Ne savez-vous pas que les athlètes dans le stade courent tous, mais
qu’un seul gagne le prix? Courez donc de manière à le remporter (1
Corinthiens 9: 24). Le dimanche 16 mai 2004, les cloches des églises du
Liban sonneront à toute volée. Une foule immense, des milliers de visages
et de milliers de cœurs avec leurs attentes, leurs souffrances, leurs
espoirs seront au rendez-vous à la basilique Saint-Pierre, avec la
canonisation du père Néemtallah al-Hardini qui sera élevé à la gloire des
autels.
Biographie: Né Youssef Kassab à
Hardine (caza de Batroun) en 1808. Son père est Gergès Kassab, sa mère
Mariam Raad. Il entre à l’école du monastère Saint-Antoine de Hboub à
Tannourine, dépendant de l’Ordre Libanais Maronite et y reste de 1816 à
1822. En novembre 1828, il entre au monastère Saint-Antoine de
Kozhaya, comme novice. Là, il apprend l’art de la reliure des livres et
prononce, le 14 novembre 1830, ses vœux monastiques. Au monastère, il
s’engage sur le chemin de la perfection avec ferveur et fidélité. Eclairé
par la Parole de Dieu et inspiré par la lecture de l’Evangile, il avance
vers la sainteté et place l’amour au cœur de son existence. Après avoir
achevé ses études théologiques au monastère de Kfifane, il est ordonné
prêtre le 25 décembre 1833, par l’imposition des mains de Mgr Semaan
Zouein. Comme éclairé par la Sainte Trinité, la charge d’Assistant général
de l’Ordre Libanais Maronite, lui est confiée à trois reprises: de 1845 à
1848, de 1850 à 1853 et de 1856 à 1858. Même Assistant général, il
continue à pratiquer l’art de la reliure. Il enseigne dans les écoles de
l’Ordre Libanais Maronite, en particulier au monastère de Kfifane où le
frère Charbel Makhlouf est parmi ses élèves, de 1853 à 1858. Le 14
décembre 1858, le moine Néemtallah décède au monastère Saint Cyprien et
Justine à Kfifane, des suites d’une grave maladie. Sur l’insistance des
nombreux pèlerins et sur ordre du patriarche Paul Massaad, sa dépouille
est déplacée intacte, en 1862, à une cellule située à l’est du monastère
de Kfifane. Son corps, jadis imprégné de tout l’Amour régénérateur dont
il avait comblé sans relâche l’humanité entière, ne s’est pas
désintégré.
Aujourd’hui, des milliers de pèlerins, toutes confessions confondues,
affluent de tous horizons, pour se recueillir devant la crypte où repose
le saint moine qui a à son actif plus de 600 guérisons physiques et
spirituelles!

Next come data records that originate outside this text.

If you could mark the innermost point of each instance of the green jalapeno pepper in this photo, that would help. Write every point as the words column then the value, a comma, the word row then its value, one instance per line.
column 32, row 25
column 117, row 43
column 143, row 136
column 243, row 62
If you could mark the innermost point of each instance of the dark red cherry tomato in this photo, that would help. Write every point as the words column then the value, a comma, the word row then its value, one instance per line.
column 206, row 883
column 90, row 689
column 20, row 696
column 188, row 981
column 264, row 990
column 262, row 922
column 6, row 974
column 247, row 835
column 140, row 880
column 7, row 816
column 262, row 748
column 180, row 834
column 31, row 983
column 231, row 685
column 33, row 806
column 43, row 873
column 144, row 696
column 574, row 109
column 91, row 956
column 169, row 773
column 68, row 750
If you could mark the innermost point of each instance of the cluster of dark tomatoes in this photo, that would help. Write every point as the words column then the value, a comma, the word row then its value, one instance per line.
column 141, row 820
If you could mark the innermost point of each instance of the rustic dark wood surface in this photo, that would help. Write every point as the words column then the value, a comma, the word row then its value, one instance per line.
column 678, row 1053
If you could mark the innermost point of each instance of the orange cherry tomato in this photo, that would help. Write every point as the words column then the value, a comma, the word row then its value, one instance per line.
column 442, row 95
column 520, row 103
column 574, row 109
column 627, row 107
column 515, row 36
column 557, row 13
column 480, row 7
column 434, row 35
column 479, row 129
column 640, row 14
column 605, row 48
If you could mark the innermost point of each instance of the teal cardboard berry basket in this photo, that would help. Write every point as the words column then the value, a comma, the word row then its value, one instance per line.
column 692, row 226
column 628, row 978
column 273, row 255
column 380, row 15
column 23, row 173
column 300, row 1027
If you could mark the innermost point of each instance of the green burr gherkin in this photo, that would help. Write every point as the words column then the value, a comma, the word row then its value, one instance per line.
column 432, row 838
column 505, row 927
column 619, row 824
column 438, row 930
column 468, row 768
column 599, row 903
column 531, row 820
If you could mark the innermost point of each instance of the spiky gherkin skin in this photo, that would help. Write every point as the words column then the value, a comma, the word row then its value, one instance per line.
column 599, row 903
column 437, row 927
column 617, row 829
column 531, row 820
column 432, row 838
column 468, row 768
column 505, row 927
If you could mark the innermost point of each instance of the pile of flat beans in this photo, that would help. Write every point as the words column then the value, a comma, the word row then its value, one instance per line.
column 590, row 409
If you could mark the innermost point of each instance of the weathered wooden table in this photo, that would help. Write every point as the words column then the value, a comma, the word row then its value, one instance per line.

Sur ordre de sa Béatitude, Mar Nasrallah Boutros Sfeir, on
découvre sa dépouille qui est transférée dans un nouveau cercueil le 18
mai 1996. Par son intercession, plusieurs guérisons sont accomplies. Il
guérit un aveugle, un paralytique, ranime un bébé mort et sauve un
cancéreux… S.S. Jean-Paul II a célébré sa béatification à la basilique
Saint Pierre de Rome, le dimanche 10 mai 1998. Le 19 février 2004, le
consistoire des cardinaux, présidé par le Saint-Père, fixe au dimanche 16
mai 2004 sa canonisation.
La statue de Hardini devant le
couvent.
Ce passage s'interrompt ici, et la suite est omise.